Parkour has been around for years before it was given a name, every child has done parkour or free running. It has just been taken to the next level. The standard of some of the best people at parkour could take medals for gymnastics at the Olympics. That sort of skill does not come over night it takes years of dedication and training.

 

Parkour is in the mainstream now; it is used in advertising media, TV and Hollywood films and gaming. It is always depicted in the case or the escape. But, is it a means of escape. Possibly for someone that does it and they find themselves in a situation but on the whole no it is not.

 

Where parkour will works is by giving kids the confidence that stops them being a target. There fitness and strength is higher than average, they carry themselves in a confident purposeful manor. They are not victims.

 

In London Parkour Generations are teaching inner-city kids a sense of belonging and ownership of their inner-city estates. These high rise estates have been unintentionally designed to make generations of criminals and druggies.

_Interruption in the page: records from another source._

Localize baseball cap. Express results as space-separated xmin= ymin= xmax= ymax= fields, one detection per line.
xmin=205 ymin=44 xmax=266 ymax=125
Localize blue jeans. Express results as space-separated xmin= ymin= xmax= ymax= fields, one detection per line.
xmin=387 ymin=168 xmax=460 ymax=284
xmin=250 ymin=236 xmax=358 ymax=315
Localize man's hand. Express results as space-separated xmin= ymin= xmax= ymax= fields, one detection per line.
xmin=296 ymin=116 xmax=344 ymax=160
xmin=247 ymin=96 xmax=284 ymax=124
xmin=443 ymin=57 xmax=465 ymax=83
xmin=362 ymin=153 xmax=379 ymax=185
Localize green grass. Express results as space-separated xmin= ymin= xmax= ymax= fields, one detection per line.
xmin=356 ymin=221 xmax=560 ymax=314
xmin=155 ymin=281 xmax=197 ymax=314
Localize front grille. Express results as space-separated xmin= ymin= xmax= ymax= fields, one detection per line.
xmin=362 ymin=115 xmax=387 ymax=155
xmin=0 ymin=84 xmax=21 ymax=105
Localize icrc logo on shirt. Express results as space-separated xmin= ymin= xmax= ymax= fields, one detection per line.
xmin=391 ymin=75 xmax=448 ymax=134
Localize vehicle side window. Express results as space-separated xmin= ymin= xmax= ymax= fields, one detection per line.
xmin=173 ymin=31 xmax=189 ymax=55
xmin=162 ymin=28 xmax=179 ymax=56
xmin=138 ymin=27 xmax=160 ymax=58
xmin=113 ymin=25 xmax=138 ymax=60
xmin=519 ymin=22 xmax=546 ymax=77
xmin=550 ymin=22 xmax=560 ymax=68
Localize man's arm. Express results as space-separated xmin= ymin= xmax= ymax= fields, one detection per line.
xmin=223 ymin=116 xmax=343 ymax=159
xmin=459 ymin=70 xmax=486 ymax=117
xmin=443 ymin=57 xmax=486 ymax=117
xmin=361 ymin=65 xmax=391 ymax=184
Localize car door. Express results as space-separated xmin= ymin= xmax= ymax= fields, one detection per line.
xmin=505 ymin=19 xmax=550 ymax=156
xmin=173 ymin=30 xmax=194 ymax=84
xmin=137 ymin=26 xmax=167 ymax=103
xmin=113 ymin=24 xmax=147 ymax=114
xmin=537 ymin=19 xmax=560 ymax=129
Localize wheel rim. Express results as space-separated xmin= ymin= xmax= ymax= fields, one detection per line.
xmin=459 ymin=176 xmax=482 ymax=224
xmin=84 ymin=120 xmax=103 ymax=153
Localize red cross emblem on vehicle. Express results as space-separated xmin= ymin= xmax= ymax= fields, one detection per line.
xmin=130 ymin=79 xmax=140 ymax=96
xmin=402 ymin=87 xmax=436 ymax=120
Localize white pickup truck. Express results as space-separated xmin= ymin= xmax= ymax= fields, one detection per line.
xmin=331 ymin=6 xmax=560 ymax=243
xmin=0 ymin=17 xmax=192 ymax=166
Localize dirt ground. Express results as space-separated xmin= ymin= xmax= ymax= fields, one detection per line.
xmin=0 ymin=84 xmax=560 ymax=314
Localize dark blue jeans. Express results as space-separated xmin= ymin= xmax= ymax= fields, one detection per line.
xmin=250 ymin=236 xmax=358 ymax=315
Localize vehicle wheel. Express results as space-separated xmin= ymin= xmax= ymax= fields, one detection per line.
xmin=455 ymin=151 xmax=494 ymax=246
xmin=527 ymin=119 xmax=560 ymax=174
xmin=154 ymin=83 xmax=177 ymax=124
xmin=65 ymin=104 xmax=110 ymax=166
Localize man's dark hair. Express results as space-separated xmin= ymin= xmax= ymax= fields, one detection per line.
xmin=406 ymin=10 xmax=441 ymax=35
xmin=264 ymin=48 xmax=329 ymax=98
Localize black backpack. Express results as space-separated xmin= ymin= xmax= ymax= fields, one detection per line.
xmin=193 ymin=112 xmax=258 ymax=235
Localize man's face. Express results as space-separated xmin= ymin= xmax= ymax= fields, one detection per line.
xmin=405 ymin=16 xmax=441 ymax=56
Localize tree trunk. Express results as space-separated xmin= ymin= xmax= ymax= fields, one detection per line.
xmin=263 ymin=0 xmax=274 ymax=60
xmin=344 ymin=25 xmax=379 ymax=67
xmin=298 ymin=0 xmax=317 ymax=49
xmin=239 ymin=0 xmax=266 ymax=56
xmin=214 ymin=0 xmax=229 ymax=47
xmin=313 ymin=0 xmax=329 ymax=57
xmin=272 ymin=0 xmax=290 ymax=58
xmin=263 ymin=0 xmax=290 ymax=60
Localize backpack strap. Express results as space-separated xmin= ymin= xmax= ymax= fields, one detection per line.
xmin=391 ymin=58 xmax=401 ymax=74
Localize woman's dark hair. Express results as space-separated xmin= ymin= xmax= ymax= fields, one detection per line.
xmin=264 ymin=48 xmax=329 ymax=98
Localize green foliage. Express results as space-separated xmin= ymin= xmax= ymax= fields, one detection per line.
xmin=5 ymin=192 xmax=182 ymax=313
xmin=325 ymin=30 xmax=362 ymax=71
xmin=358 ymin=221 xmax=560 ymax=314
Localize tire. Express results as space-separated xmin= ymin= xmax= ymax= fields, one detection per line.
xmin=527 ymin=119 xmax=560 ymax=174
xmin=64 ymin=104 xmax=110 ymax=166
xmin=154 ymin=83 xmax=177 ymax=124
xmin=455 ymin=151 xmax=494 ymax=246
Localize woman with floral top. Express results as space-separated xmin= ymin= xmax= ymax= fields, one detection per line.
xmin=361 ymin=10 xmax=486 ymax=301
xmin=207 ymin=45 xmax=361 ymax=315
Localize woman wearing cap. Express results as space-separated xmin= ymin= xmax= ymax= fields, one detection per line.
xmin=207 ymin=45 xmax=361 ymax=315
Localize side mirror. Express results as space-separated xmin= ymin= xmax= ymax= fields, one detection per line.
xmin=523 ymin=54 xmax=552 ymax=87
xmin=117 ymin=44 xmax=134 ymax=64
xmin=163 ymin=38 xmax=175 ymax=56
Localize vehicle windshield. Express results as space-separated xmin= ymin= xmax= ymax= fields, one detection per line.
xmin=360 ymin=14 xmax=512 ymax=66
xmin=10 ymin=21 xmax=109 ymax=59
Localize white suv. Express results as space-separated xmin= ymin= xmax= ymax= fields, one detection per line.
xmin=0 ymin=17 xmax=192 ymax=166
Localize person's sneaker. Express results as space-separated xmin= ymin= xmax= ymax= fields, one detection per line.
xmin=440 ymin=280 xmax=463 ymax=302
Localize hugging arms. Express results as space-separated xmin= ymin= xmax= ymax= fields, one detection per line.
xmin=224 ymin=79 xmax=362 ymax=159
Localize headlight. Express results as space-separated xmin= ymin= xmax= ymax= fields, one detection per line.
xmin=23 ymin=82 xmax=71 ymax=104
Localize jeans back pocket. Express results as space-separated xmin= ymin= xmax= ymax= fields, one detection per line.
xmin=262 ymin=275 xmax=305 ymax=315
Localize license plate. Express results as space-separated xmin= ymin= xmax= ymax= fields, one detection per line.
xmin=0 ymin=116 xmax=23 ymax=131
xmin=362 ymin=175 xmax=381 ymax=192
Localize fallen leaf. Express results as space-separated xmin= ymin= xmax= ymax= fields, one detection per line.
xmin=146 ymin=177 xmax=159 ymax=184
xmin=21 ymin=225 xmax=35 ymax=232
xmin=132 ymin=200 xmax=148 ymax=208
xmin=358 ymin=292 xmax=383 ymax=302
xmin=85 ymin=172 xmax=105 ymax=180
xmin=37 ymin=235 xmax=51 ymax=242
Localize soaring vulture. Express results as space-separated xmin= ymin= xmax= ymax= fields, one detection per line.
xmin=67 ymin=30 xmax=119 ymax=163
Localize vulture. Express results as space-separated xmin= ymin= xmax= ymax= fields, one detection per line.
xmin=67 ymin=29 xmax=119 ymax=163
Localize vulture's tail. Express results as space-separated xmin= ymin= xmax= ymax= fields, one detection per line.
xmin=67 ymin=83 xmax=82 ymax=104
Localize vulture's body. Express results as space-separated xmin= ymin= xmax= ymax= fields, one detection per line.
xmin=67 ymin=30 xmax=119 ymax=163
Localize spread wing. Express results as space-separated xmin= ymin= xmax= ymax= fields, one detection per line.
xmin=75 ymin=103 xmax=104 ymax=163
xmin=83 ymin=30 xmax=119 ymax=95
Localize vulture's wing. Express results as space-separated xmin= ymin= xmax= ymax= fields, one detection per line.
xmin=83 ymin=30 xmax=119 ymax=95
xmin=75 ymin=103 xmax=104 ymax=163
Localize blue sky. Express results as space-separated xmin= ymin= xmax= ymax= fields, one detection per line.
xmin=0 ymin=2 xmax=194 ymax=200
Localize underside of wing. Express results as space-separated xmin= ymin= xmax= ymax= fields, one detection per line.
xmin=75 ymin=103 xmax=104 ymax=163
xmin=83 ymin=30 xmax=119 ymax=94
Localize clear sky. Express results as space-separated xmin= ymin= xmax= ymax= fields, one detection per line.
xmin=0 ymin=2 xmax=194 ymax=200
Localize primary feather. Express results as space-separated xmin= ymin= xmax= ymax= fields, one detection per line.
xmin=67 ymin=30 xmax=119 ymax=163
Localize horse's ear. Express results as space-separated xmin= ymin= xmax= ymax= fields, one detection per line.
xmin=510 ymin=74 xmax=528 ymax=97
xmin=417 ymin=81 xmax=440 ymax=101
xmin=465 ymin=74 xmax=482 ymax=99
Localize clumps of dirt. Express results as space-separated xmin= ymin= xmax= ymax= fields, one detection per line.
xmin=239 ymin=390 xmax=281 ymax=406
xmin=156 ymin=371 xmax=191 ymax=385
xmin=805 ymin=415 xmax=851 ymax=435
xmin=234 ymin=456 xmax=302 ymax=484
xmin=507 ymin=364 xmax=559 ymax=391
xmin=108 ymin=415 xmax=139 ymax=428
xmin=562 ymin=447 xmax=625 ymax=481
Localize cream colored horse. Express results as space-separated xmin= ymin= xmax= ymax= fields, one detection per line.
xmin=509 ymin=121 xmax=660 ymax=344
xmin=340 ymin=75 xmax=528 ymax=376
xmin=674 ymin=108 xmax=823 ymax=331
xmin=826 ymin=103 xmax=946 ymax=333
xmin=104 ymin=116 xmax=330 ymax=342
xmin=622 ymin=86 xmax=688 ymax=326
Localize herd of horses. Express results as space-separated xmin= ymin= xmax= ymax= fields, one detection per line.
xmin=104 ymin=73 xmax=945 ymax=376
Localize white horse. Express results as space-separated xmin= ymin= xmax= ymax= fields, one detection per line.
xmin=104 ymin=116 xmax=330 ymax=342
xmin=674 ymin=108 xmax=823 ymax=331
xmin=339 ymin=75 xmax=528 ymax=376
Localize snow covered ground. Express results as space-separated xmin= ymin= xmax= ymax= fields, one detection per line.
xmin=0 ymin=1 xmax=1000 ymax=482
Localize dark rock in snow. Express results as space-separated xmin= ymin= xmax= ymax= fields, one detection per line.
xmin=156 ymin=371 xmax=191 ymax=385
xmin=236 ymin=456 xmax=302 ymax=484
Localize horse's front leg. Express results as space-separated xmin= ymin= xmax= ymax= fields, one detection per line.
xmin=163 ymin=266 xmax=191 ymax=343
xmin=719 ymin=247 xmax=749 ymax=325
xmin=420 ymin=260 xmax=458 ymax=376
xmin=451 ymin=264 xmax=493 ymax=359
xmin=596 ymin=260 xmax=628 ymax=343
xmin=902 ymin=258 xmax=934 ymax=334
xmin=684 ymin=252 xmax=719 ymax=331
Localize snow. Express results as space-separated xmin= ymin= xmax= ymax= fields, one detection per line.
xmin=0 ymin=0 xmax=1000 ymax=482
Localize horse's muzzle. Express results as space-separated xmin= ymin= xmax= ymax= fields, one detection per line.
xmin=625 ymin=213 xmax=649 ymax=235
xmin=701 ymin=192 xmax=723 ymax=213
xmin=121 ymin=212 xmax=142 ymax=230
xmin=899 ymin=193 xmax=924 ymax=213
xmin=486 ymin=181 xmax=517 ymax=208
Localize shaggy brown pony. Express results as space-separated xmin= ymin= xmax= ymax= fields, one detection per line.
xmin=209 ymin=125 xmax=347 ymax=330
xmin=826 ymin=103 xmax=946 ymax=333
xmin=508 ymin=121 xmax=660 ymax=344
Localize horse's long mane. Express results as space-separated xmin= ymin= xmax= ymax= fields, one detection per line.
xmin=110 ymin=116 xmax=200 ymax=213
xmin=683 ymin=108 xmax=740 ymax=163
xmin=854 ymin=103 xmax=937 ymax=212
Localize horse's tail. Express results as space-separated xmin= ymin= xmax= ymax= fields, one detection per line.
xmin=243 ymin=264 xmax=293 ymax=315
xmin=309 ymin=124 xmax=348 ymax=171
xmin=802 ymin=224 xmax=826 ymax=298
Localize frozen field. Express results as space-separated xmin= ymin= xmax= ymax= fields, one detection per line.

It’s not a kid friendly world and they grow up fast. 8 year olds carrying knives, drug dealing, shop lifting, breaking into houses, stealing cars and joy riding, many arguments are settled with knives. It’s the same across the whole of Europe on every inner city estate. Parkour is being used to give these kids a sense of purpose and place. To break the cycle of crime and violence, that is a good thing.

 

This attitude to parkour has come about because the police and local authorities have realised that something has to change. Putting ‘no ball games’ and ‘no skating’ signs up created a child unfriendly society. Kids were left with nothing to do but hang around in gangs on street corners, carving out territories and generally terrorising the local population. The authorities had the foresight to see that parkour could benefit these estates and make them better places to live. They hit a lot of opposition from residents, saying that parkour generations was teaching kids how to break into places and be better criminals. But the fact is that if you give children pride and confidence in themselves and their communities they learn to respect and are less likely to enter the gangs and turn to crime and drugs.   

 

Parkour does not have all the answers and it will not sort out the youth of today but at least in the UK it has been recognised as being a positive and hopefully will influence those in power to think differently about the social problems of the inner cities. Thankfully the media had the balls to promote parkour with TV programs like Jump London and Jump Britain.

 

To answer your question to use parkour as a means of escape, yeah sure if you can do it but I would ask why have you got yourself into the situation in the first place?  Be more aware of your surroundings and you wont get into areas of confrontation.

 

Whilst you are doing parkour you should be moving fast enough that you don’t give anyone the time to react and become confrontational. But remember if you are doing damage to property, trespassing or putting other people it risk then you are going to attract confrontation.

 

Run safe!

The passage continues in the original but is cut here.